Too often, Democrats join in the fun. With his riveting portrayals of the crass injustices committed by the gun, national defense and health care industries, Michael Moore was poised to expose the soft underbelly of conservative depravity. Quick to avert any dignified policy debate, Republicans caricatured Moore as an overweight egoist of questionable patriotism. And soon enough, Democrats started mumbling that he's "one-sided" or a poor filmmaker, completely obscuring the fact that people keep dying from unregulated assault rifles, profit-obsessed military contractors and heartless insurance companies.
But this column isn't about Michael Moore. It's about MoveOn.org. Two weeks ago, the liberal grassroots organization ran a full-page ad in The New York Times to coincide with David Petraeus' congressional testimony on Iraq. MoveOn.org called out Petraeus as a Bush lackey, another loyalist more inclined to political spinning that truth telling.

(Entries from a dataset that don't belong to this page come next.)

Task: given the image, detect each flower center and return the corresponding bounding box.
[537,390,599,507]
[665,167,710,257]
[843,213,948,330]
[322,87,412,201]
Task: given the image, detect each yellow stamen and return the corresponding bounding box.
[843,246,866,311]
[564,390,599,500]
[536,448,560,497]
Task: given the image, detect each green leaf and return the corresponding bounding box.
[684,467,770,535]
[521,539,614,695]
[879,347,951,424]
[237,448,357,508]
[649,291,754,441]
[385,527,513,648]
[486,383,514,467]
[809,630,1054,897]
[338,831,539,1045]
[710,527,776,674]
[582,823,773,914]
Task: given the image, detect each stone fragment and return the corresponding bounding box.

Under the banner "General Petraeus or General Betray Us?" the advertisement questioned the inconsistent statistics, half-truths and rosy predictions that have kept our troops mired in Iraq for four and a half years.

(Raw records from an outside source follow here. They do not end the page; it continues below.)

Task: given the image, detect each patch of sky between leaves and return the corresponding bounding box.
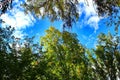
[1,0,100,38]
[1,0,36,38]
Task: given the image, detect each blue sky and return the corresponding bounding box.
[1,0,119,48]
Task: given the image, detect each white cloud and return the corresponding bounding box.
[79,0,100,32]
[1,0,35,38]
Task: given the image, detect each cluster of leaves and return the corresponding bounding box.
[0,27,120,80]
[88,33,120,80]
[23,0,79,27]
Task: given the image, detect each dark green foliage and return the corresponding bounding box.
[89,33,120,80]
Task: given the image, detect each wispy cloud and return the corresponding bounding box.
[79,0,100,32]
[1,0,35,38]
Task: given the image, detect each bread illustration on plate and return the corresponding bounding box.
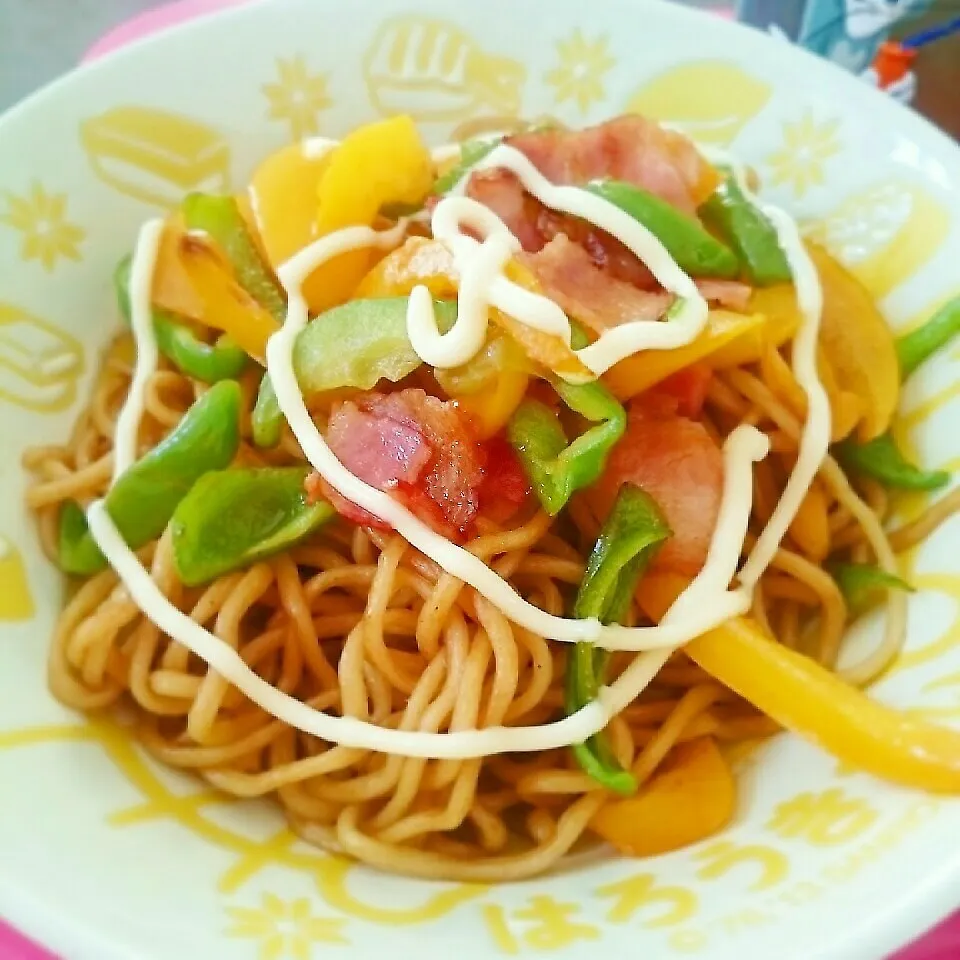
[806,180,950,299]
[363,17,527,121]
[0,533,34,623]
[626,60,771,146]
[0,303,83,413]
[80,106,230,207]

Republicans, panicking that the veil had been pulled on their General With No Clothes, struck back at the messenger. And thus the party of the Swift Boat Veterans for Truth decried any criticism of military men as inexcusable. John McCain, apparently appalled by the ad's shrillness, said MoveOn.org "ought to be thrown out of this country."
On Thursday, 23 Democrats, trained better than Pavlov's dogs, wagged their tails between their legs and voted for a Republican resolution condemning the ad. In fact, there was a piece on this very page a week ago by a "liberal columnist" telling MoveOn.org to "shut their mouths." President Bush concurred, calling the ad "disgusting."

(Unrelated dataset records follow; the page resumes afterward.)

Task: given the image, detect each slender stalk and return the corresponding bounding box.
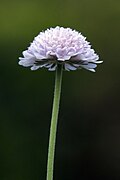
[46,64,63,180]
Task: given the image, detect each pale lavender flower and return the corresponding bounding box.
[19,26,102,72]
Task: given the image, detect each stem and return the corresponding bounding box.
[46,64,63,180]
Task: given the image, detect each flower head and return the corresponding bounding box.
[19,26,102,72]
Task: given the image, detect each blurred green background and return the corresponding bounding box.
[0,0,120,180]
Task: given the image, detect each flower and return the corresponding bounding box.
[19,26,102,72]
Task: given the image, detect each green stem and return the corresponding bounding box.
[46,64,63,180]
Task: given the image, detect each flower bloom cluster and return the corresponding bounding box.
[19,26,102,72]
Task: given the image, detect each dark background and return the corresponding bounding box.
[0,0,120,180]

Let me tell you what's disgusting.
Thirty thousand Americans have been killed or wounded in an unnecessary war. Veterans are welcomed back to the squalor of Walter Reed. A total of $500 billion have already been flushed down the toilet, and we're arguing about a newspaper ad.
Seventy-five senators said they would rather vote to condemn a page in The New York Times than bring our soldiers home. Twenty-three Democrats would prefer to cower before a discredited political party than stand up for what voters put them in office to do - end this war. That absolutely disgusts me.
And I'm not the only one. As presidential candidate Bill Richardson pithily put it, "Ads don't kill people, wars do." Arianna Huffington rightly asks, "Does anybody really believe the problem with the war in Iraq is too much questioning of those in authority, too much bluntness and not enough deference to those who have been in charge of the war for the last four years?"
The fact is, President Bush and all his minions have betrayed our trust for far too long. Hiding behind a self-promoting general isn't going to change that. Enough already on the wittiness of a pun. Let's move on.
Jacob Shelly is a sophomore in the School of Public Affairs and a liberal columnist for The Eagle.